From the opening Shaky Kane pages, you can see that this is going to be an idiosyncratic comic. It’s one of those books where you know when you first set eyes on it whether you’re going to like it or not. Kane’s clean lines create an almost mundane-looking story until you look closely at it and realize that in that mundanity is something rather fantastic. It’s the Fantastic Four as if it was created to be some kind of mumblecore navel-gazing meditation on work and boring life. And then you get to Able’s pages, the maddening adventures possibly imagined by Graham Ingles if he had moved to DC Comics to do their Batman comics in the 1950s. Playing into those influences, this book finds a nostalgia for comics that never really existed, although how cool would it have been if they had.
Art by Shaky Kane
This ties into Kane’s second story where that sketch is found in the floorboards of an old, dilapidated house. You could probably call that house haunted as its labyrinths induce a madness in anyone who walks through its doors. Kane’s stories are a bit inexplicable, more stream-of-consciousness reading experience than a rigidly plotted comic. And looping in Jack Kirby to this fever dream creates Kane’s own ouroboros of thoughts and ideas. So let’s return to the question of what came first, the superheroes or Jack Kirby? The answer may seem obvious but when you look at all of the influences Kirby pulled from throughout his career, there’s almost a possibility that Kirby was pulling these characters from some mythological source of ideas.

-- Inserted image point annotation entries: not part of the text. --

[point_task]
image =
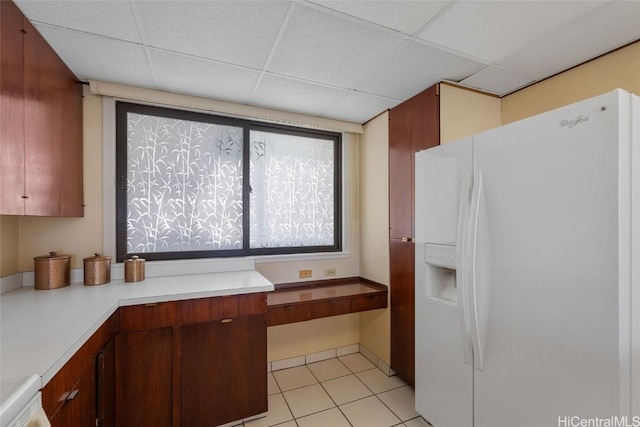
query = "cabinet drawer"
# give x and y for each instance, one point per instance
(149, 316)
(369, 301)
(330, 307)
(289, 313)
(202, 310)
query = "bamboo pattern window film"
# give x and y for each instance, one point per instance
(195, 185)
(184, 185)
(292, 190)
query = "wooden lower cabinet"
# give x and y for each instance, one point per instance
(79, 407)
(199, 362)
(106, 385)
(403, 309)
(223, 370)
(80, 391)
(144, 378)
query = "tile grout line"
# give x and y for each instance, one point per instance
(336, 405)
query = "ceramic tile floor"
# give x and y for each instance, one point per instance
(348, 391)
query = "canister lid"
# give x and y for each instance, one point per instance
(134, 258)
(97, 257)
(52, 255)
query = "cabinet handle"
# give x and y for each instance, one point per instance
(71, 395)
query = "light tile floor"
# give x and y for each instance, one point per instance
(348, 391)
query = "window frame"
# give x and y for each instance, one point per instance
(121, 171)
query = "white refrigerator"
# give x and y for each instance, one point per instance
(528, 271)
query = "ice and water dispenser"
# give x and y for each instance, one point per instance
(440, 184)
(440, 272)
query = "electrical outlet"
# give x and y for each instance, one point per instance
(329, 271)
(304, 274)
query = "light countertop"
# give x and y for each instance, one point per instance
(40, 330)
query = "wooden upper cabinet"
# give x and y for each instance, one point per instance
(400, 178)
(413, 126)
(41, 125)
(11, 110)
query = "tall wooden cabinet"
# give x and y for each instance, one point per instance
(40, 124)
(414, 125)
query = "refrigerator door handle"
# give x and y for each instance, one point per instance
(477, 256)
(463, 273)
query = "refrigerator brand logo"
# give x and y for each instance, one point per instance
(571, 123)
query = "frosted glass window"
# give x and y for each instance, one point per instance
(195, 185)
(292, 190)
(184, 185)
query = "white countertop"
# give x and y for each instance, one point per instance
(41, 330)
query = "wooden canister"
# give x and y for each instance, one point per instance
(134, 269)
(52, 271)
(97, 270)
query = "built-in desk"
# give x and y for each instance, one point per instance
(297, 302)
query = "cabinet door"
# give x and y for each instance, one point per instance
(71, 179)
(402, 309)
(400, 178)
(11, 110)
(79, 408)
(223, 370)
(42, 137)
(106, 386)
(144, 378)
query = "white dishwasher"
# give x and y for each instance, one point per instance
(32, 415)
(21, 403)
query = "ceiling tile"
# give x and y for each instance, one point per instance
(236, 32)
(496, 80)
(491, 30)
(201, 77)
(107, 18)
(405, 16)
(100, 58)
(584, 39)
(414, 68)
(292, 95)
(358, 107)
(321, 47)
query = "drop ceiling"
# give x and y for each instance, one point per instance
(345, 60)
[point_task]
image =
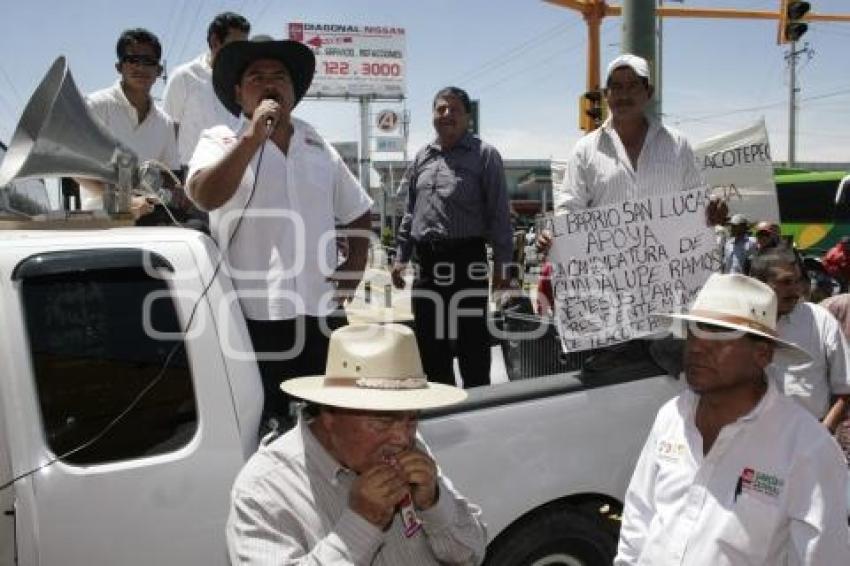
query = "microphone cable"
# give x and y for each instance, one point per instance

“Jack Kirby, our first question is where do your ideas come from?” the hypothetical interviewer asks. Kirby just looks to the sky and said “There.” While Kirby was probably asked that question over and over, he probably had a more canned and less wistful answer than that. But with Kirby as the stand-in for Kane and for the Artist (capital “A”,) Kane is plumbing some personal depths, trying to figure out what comics and their creators mean to him? And by extension, what does he mean to everyone reading his comics? But he’s using a personal iconography where we may recognize some elements of his symbolism but don’t have the experiences that Kane has to be able to link everything together. His two comics in this book are quite dizzying.
Art by Krent Able
Art by Krent Able
Proposing a mainstream created by outlaws, Black Fur and Creepzone feel like jokes where the teller doesn’t understand that they’re telling jokes. There’s an earnestness to Able’s stories that make you long for a comic that has never existed before they set pen to paper. It’s a wonderful trick that Able pulls off, simultaneously homaging and lampooning what comics were and what they could be. Able’s work may not be a narratively acrobatic as Kane’s is but once you realize what Able is doing, you can see that what he’s doing is just as innovatively meta as Kane’s but just operating on a slightly different plane.

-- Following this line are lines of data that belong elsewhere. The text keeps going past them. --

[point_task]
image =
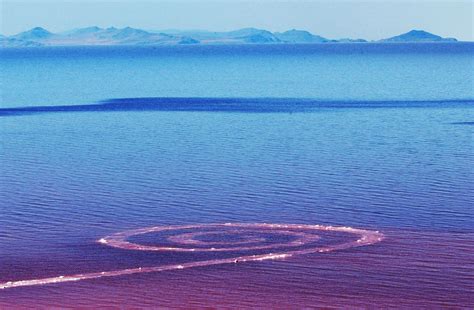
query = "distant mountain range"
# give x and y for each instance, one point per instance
(131, 36)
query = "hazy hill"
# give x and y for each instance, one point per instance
(299, 36)
(132, 36)
(418, 36)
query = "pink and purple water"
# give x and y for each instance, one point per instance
(385, 147)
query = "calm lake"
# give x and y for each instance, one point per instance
(101, 140)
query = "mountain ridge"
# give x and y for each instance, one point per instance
(95, 35)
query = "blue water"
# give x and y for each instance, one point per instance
(371, 136)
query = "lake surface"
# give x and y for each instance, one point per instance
(97, 141)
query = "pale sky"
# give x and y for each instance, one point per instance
(334, 19)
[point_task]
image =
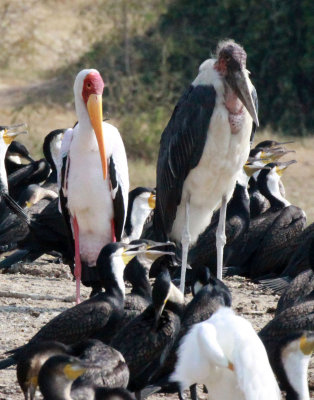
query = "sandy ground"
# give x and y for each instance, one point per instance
(21, 318)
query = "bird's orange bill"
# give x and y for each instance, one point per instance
(94, 107)
(152, 201)
(307, 345)
(282, 166)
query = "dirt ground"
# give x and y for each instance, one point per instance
(22, 316)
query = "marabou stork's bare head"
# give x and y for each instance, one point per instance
(231, 64)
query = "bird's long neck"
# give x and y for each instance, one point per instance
(85, 135)
(240, 203)
(114, 283)
(139, 280)
(269, 188)
(3, 172)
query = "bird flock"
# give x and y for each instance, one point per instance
(219, 209)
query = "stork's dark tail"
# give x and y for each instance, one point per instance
(12, 204)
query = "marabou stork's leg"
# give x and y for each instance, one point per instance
(221, 236)
(113, 234)
(186, 239)
(78, 265)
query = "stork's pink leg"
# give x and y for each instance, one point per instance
(78, 265)
(113, 235)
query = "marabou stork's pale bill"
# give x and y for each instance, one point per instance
(93, 178)
(203, 148)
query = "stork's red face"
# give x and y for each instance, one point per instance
(93, 84)
(93, 87)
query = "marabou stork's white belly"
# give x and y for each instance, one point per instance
(89, 199)
(215, 175)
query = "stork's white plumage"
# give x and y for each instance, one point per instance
(203, 148)
(225, 354)
(94, 174)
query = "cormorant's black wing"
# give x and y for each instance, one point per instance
(181, 148)
(63, 170)
(119, 205)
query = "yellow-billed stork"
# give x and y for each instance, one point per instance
(93, 179)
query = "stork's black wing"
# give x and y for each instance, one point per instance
(254, 127)
(119, 205)
(181, 148)
(63, 202)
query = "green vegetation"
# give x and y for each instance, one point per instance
(146, 72)
(149, 51)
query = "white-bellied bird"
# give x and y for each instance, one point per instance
(203, 148)
(93, 179)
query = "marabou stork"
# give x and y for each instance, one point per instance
(94, 188)
(203, 149)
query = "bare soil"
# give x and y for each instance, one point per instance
(21, 317)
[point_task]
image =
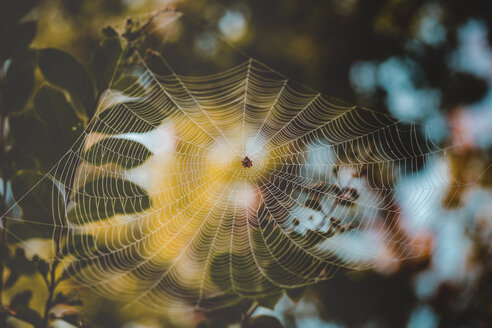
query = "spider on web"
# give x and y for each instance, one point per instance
(246, 162)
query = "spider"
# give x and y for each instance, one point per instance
(246, 162)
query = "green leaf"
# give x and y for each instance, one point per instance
(105, 197)
(12, 11)
(19, 82)
(63, 70)
(64, 126)
(20, 38)
(21, 299)
(295, 294)
(105, 61)
(130, 86)
(265, 321)
(124, 152)
(16, 160)
(12, 279)
(41, 202)
(29, 315)
(128, 117)
(32, 137)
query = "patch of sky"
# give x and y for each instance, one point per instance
(233, 24)
(473, 54)
(404, 100)
(422, 317)
(205, 44)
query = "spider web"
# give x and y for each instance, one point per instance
(163, 213)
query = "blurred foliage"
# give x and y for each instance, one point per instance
(316, 42)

Kane & Able is a comic about comics. It’s as simple as that. Comic books are wonderful and this comic is about that wonderfulness. But Kane and Able are also wondering what comics could have been? With a little nudge and poke to throw them even just slightly off of their stable axis, what kind of magic could be found in those four-color pages. Coming at that question from different directions, one more meta and one more genre leaning, the two of them create a longing for a mainstream that’s more outlaw and more out there than what we have today. They provide a roadmap for the aspiring young cartoonist who’s bored with what they see on the comic racks and yet yearn to inject new energy into the comics that they love.